Vom 25. bis 30. Mai fand im Berliner Kino Babylon-Mitte das
Kunstfestival „Rencontres
Internationales“ statt, bei dem Nachwuchsregisseure und Gegenwartskünstler
vorgestellt wurden. Dieses Festival lief außer in Berlin auch in Paris und
Madrid, wo jeweils die selben Filme gezeigt wurden. Insgesamt waren rund
zweihundert Filme aus sechzig Ländern zu sehen, darunter auch aus Japan. Im Bereich „Berichte in der Geschichte“ wurde
beispielsweise ein Experimentalvideo von Ichiro SUEOKA aufgeführt.
Der
Regisseur Ichiro SUEOKA (Jahrgang 1965) hat bislang über achtzig
Experimentalfilme gedreht, die auf zahlreichen Experimentalfilm-Festivals
weltweit gezeigt wurden. „Ein Sommer in Deutschland“ ist ein Bestandteil der Serie „Re-interpretations
for the private films“, die sich mit dem Thema befasst, den Experimentalfilm
unter historischen Blickwinkel zu erneuern.
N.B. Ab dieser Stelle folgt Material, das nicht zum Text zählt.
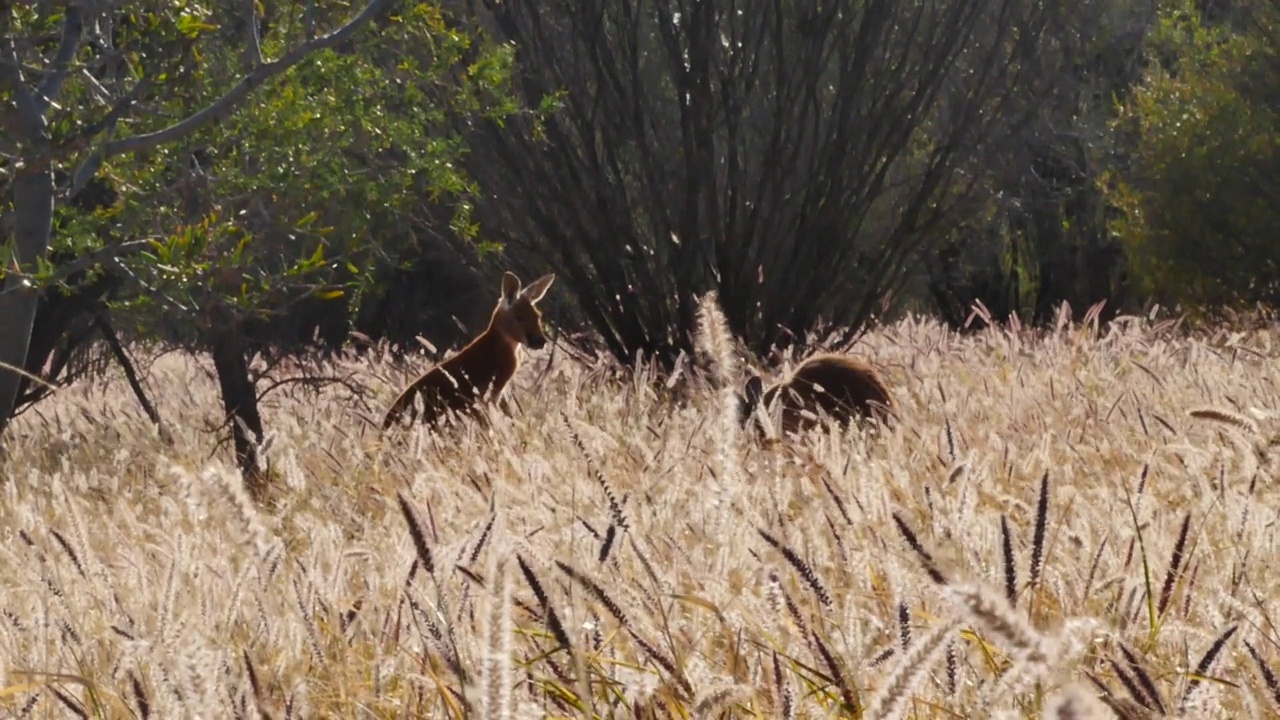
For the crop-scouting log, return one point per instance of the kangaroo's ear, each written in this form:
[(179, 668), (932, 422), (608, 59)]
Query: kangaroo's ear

SUEOKA stieß zufällig auf einen
Amateurfilm, den 1931 ein in Berlin lebender japanischer Diplomaten drehte.
Für seinen Film „Ein Sommer in Deutschland“ hat er daraus Ausschnitte
genommen, die Bilder multipiziert und mit einem monotonen Ton
unterlegt. Der Film dokumentiert in Schwarz-Weiß die Reise eines Japaners
durch das Deutschland der Vorkriegszeit. Man sieht Menschen, die auf dem
Havelsee am Rande Berlins rudern, auf der Pfaueninsel stolzierende Pfauen
und Spaziergänger, eine riesige Menschenmenge, die gespannt auf die Ankunft
eines Luftschiffes wartet, ein Fest in der Lausitz, bei dem Frauen in
Trachten einen Volkstanz aufführen, eine Familie in einem Ruderboot oder
auch das ewige Eis der Gletscher und des Gipfels der Zugspitze. Schließlich
fehlt auch die Felswand der Loreley nicht, die über dem rasch
dahinströmenden Rhein aufragt.
Vielleicht sind diese Aufnahmen eines Japaners, der Deutschland vor über
siebzig Jahren besuchte, die gleichen Aufnahmen, die auch heute japanische
Touristen in Deutschland auf Foto oder Video bannen. SUEOKA aber, der diesen
vielleicht nur banalen „Amateurfilm“ aufmerksam betrachtete, erkannte darin
doch eine Sensibilität, wie sie den Regisseuren der zwanziger Jahre eigen
war, sowie Japanern eigene Ästhetik. Der Veranstalter des
Berliner Festivals schilderte seinen Eindruck von diesem Film so: „Hier ist
Deutschland ein exotisches Objekt. Es mag dem so genannten ‚Klischee’ von
Deutschland entsprechen, aber die Landschaften, Menschen und Bräuche, die in
diese Bilder aus dem Jahr 1931 aufgenommen wurden, gingen
durch den Krieg verloren, so dass man vielleicht sagen kann, dass diese
‚Klischees’ verschwunden sind.“ Dieser kurze Beitrag von sieben Minuten Dauer
regt den Zuschauer dazu an, sich Gedanken über die Geschichte zu machen
sowie auch einmal darüber zu sinnieren, was ein „Klischee“ ist.